If they aren't already, banks should begin preparing to change how they disclose certain types of cyber incidents in 2022.

Federal banking regulators last month published a final rule that will require banking organizations and bank service providers to notify their primary federal regulator within 36 hours if they've experienced a serious computer security incident.

The regulators, the Board of Governors of the Federal Reserve System (FRB), the Office of the Comptroller of the Currency (OCC) and the Federal Deposit Insurance Corporation (FDIC) published the rule on November 23. While it's slated to go into effect on April 1, 2022, banks won't be expected to comply until May 1, 2022.

Under the new notification rule, in order to qualify, a computer security incident would have to result in harm to either information systems or data on those systems.

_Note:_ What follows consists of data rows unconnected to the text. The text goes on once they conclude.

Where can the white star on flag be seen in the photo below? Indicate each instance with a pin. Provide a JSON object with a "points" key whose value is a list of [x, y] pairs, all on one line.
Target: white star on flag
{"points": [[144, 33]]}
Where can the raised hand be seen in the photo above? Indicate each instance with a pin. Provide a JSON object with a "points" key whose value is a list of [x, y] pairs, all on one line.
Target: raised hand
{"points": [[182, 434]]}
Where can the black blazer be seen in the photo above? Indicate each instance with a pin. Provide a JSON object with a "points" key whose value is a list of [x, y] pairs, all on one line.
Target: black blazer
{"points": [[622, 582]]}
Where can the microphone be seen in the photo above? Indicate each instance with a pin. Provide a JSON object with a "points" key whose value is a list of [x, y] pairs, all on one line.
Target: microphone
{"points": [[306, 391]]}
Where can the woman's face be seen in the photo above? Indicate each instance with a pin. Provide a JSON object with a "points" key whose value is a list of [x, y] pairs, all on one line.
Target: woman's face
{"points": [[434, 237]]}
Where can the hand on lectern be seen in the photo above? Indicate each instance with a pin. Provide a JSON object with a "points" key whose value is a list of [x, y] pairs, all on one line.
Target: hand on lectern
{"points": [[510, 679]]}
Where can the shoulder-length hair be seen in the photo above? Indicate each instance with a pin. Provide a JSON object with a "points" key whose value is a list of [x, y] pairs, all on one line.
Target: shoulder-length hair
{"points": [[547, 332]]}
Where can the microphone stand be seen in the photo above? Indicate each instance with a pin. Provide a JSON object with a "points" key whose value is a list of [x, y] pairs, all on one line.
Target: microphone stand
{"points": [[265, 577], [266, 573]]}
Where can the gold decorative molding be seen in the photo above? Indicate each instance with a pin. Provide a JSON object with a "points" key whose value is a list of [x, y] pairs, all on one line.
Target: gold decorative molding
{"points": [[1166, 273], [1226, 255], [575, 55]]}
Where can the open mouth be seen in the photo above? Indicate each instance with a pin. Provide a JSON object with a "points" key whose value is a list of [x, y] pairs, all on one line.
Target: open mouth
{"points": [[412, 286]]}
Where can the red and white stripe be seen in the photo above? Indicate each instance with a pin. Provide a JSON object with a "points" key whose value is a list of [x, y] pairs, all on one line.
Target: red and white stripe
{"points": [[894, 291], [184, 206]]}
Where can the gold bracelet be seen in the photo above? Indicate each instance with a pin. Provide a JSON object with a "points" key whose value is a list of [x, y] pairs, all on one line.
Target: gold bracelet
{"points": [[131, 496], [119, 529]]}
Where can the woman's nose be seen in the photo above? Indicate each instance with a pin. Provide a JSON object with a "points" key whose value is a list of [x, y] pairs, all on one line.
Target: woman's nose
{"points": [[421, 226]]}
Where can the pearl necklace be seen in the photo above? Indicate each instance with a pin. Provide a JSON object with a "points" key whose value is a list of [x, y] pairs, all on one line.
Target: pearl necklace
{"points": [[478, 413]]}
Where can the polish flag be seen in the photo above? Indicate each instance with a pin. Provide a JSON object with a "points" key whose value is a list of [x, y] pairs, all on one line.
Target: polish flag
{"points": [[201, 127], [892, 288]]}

It would also, in the eyes of the agencies, have to rise to the level of a “notification incident.”

According to the rule – as published in the Federal Register - a "notification incident" is any incident that could "materially disrupt, degrade, or impair the viability of the banking organization's operations, result in customers being unable to access their deposit and other accounts, or impact the stability of the financial sector." It defines a computer security incident as any occurrence that could harm systems or information, or violate security policies or procedures.

Bank service providers, lenders and affiliates of lenders have an obligation under the rule too. If it's determined there's been a computer security incident, providers will be required to notify each banking organization that's affected if it's believed the incident will cause a disruption for four or more hours.

It's important to note that the rule doesn't require that the bank service provider gauge how severe an incident is and whether the banking organization should have to notify their customers. That responsibility will ultimately lie with the organization.

"If, after receiving notice from a bank service provider, the banking organization determines that a notification incident has occurred, the banking organization is required to notify its primary Federal regulator in accordance with this final rule," the rule reads.

As is usually the case, reading the breakdown of the rule on the Federal Register will give you a good idea of how it came to be. Some commenters favored immediate notifications, others were concerned it could lead to over (and inaccurate) notifications. Some had an issue differentiating between security incidents and service disruptions. The final version of the rule

While a slightly different version of the rule was actually proposed in January 2021, it’s hard not to draw a line between the need for increased data security notification and the significant uptick in ransomware attacks that organizations have experienced so far this year. While attacks against JBS and Colonial Pipeline grabbed headlines, a report from September indicated the banking industry was heavily targeted and saw a 1,318 percent increase in ransomware, year over year in the first half of 2021.

The Office of the Comptroller of the Currency, one of the regulators behind the rule, drove the point home further earlier this month. In its semiannual risk report, the OCC said it has observed an increase in ransomware attacks in financial services and stressed that banks have "robust" systems in place to identify threats and vulnerabilities in their technology.

"Operational risk is elevated as banks respond to an evolving and increasingly complex operating environment and cyber risks," the report reads.